“Red Square in Moscow”, Fedor Yakovlevich Alekseev – overview of the painting

“Red Square in Moscow”, Fedor Yakovlevich Alekseev – overview of the painting
“Red Square in Moscow”, Fedor Yakovlevich Alekseev - overview of the painting - 1

    • Author: Fedor Yakovlevich Alekseev
    • Museum: Tretyakov Gallery
    • Year: 1801

Overview of the painting :

The red square in Moscow is Fedor Yakovlevich Alekseev. Oil on canvas. 80.2 x 111.5 cm

F. I AM. Alekseev is a talented landscape painter who lived in St. Petersburg at the end of the 18th century. After himself, he left a lot of work depicting the architecture of Russian cities. One of them is the described picture.

Emperor Pavel I in 1801 sent Academician of promising painting Alekseev to Moscow to write its species. The artist decided to start with the “heart” of the city – Red Square.

In the picture, Moscow appears before us as it was at the beginning of the 19th century, Alekseev masterfully conveys the life and spirit of his time.

In the center of the canvas is the Cathedral of St. Basil, and in front of him is the frontal place. On the right side, the artist placed the Spasskaya Tower and the Kremlin wall with a water-filled moat in front of it. Away behind the wall you can see the spiers of the Ascension Monastery and the Tsarskoye Tower. In front of the Spasskaya Tower is a two-story public library of the Companion Peter I Vasily Kipriyanov. On the left in the foreground are the market rows and the building of the Main Pharmacy. Red Square still serves as a trading platform. We see shops with goods and merchants.

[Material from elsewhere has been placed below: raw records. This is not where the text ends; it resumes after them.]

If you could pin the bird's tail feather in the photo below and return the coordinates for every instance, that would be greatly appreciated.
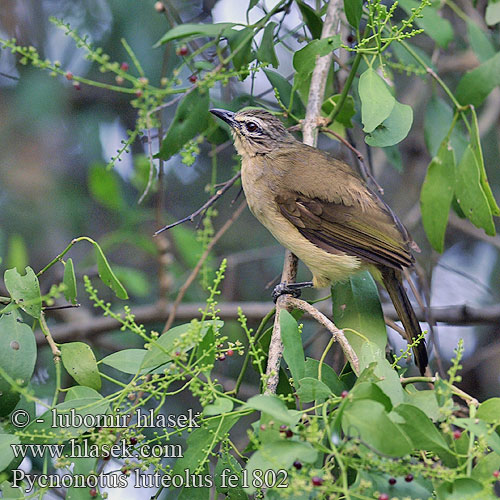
(394, 284)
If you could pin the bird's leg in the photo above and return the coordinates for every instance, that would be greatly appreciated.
(293, 289)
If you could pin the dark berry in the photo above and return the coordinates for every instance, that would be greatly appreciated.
(317, 481)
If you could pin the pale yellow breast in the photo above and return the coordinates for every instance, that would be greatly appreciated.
(261, 183)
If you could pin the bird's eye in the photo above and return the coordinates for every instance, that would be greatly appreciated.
(251, 126)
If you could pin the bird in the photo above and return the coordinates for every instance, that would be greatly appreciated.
(319, 208)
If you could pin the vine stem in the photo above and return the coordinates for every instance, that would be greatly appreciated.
(309, 134)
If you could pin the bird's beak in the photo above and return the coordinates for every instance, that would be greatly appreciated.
(227, 116)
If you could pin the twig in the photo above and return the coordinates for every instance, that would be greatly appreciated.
(330, 326)
(319, 76)
(458, 392)
(459, 315)
(364, 170)
(53, 347)
(203, 258)
(309, 134)
(207, 204)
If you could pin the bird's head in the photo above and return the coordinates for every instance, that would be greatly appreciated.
(255, 131)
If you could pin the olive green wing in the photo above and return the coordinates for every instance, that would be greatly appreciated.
(366, 228)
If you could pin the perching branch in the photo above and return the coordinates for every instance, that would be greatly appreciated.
(310, 135)
(206, 205)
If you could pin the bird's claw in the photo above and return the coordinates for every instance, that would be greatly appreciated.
(285, 289)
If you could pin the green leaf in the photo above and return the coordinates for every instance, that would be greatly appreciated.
(17, 253)
(69, 280)
(104, 187)
(434, 26)
(284, 89)
(353, 10)
(372, 358)
(17, 359)
(266, 53)
(80, 363)
(311, 19)
(126, 361)
(240, 43)
(478, 153)
(463, 489)
(360, 420)
(489, 410)
(201, 442)
(312, 389)
(44, 432)
(470, 195)
(438, 119)
(304, 59)
(136, 281)
(163, 349)
(205, 352)
(346, 113)
(6, 453)
(492, 15)
(274, 406)
(107, 275)
(437, 194)
(479, 42)
(356, 305)
(191, 118)
(227, 461)
(475, 85)
(423, 433)
(377, 101)
(394, 128)
(192, 31)
(24, 290)
(293, 352)
(219, 405)
(328, 376)
(485, 466)
(277, 455)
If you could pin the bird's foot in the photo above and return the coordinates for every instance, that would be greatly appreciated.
(293, 289)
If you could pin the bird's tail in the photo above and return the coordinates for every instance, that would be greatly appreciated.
(394, 284)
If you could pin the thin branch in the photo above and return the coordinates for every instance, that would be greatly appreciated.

Alekseev not only thoroughly copies the architecture, he tries to show the life of Muscovites. The area is not static, it is full of life and movement: horse carts and crews go, dogs bark, nannies with children walk, trade boils, people of different estates are busy with their own affairs, a detachment of grenaders marches from the gates of the Spasskaya tower.

Composite work is built on a combination of vertical and horizontal planes. Vertical towers and spiers of buildings give the volume to the picture, and the horizontal of the square makes it look like a theater stage.

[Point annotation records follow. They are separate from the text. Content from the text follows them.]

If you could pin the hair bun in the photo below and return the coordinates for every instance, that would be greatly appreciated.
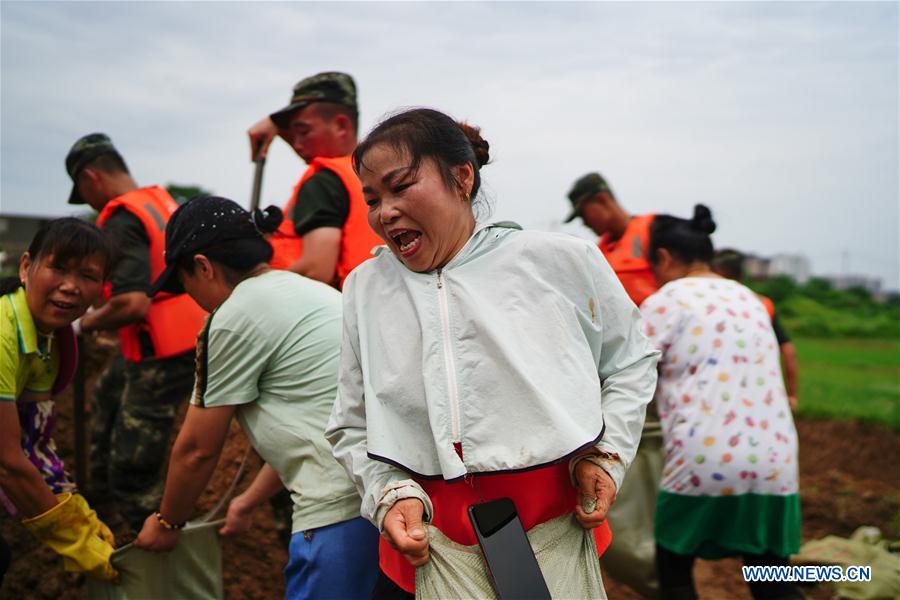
(267, 220)
(479, 144)
(702, 220)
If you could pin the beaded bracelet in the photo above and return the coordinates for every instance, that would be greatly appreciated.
(166, 524)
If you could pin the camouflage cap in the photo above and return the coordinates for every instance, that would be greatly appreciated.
(82, 153)
(583, 189)
(330, 86)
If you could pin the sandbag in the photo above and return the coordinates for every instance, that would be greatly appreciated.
(565, 551)
(192, 570)
(866, 546)
(631, 557)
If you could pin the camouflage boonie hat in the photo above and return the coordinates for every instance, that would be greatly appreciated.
(82, 153)
(584, 189)
(330, 86)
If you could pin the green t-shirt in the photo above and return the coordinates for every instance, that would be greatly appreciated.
(273, 348)
(29, 361)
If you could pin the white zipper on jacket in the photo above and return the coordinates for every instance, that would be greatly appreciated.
(452, 388)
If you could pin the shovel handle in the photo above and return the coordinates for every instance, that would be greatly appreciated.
(260, 162)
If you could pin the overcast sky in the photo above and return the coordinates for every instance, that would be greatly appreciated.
(782, 117)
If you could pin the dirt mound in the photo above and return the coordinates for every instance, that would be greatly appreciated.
(848, 478)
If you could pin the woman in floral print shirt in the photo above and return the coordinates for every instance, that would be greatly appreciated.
(729, 484)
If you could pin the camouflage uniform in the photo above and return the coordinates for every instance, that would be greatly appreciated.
(105, 404)
(132, 429)
(135, 403)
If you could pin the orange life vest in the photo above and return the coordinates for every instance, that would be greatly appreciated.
(629, 258)
(770, 306)
(173, 321)
(357, 238)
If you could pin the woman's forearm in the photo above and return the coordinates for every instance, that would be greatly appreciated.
(190, 469)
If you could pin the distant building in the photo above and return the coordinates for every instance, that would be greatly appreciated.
(795, 266)
(756, 267)
(866, 282)
(16, 233)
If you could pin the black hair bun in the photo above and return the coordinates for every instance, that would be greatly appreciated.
(479, 144)
(267, 220)
(702, 220)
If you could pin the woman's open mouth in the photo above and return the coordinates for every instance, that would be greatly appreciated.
(408, 241)
(64, 306)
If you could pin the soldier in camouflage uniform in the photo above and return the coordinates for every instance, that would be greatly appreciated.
(624, 240)
(134, 405)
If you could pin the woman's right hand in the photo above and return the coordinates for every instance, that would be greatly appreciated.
(405, 531)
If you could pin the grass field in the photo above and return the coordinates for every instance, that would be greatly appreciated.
(850, 379)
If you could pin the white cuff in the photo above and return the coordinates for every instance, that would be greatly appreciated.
(608, 461)
(401, 490)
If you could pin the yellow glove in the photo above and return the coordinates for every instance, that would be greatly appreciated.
(72, 530)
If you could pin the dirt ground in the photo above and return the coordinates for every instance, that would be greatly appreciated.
(849, 476)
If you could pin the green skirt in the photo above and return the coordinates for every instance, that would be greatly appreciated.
(722, 526)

Half the canvas is occupied by a blue-white sky with white clouds. Soft daylight falls on the square and gives depth to the landscape. Yellow, brown, beige tones of buildings are shaded by clear and transparent blue-bearing skies. Thanks to such colorization, work takes on the ease of watercolors.

At that time there was no photograph, and similar paintings were called upon to play its role, capturing a moment from the life of old Moscow. The Moscow series of Alekseev was very successful in the public, the artist received many orders to copy his works. The painting in 1917 was donated to the Tretyakov Gallery by entrepreneur and public figure Pavel Afanasevich Buryshkin.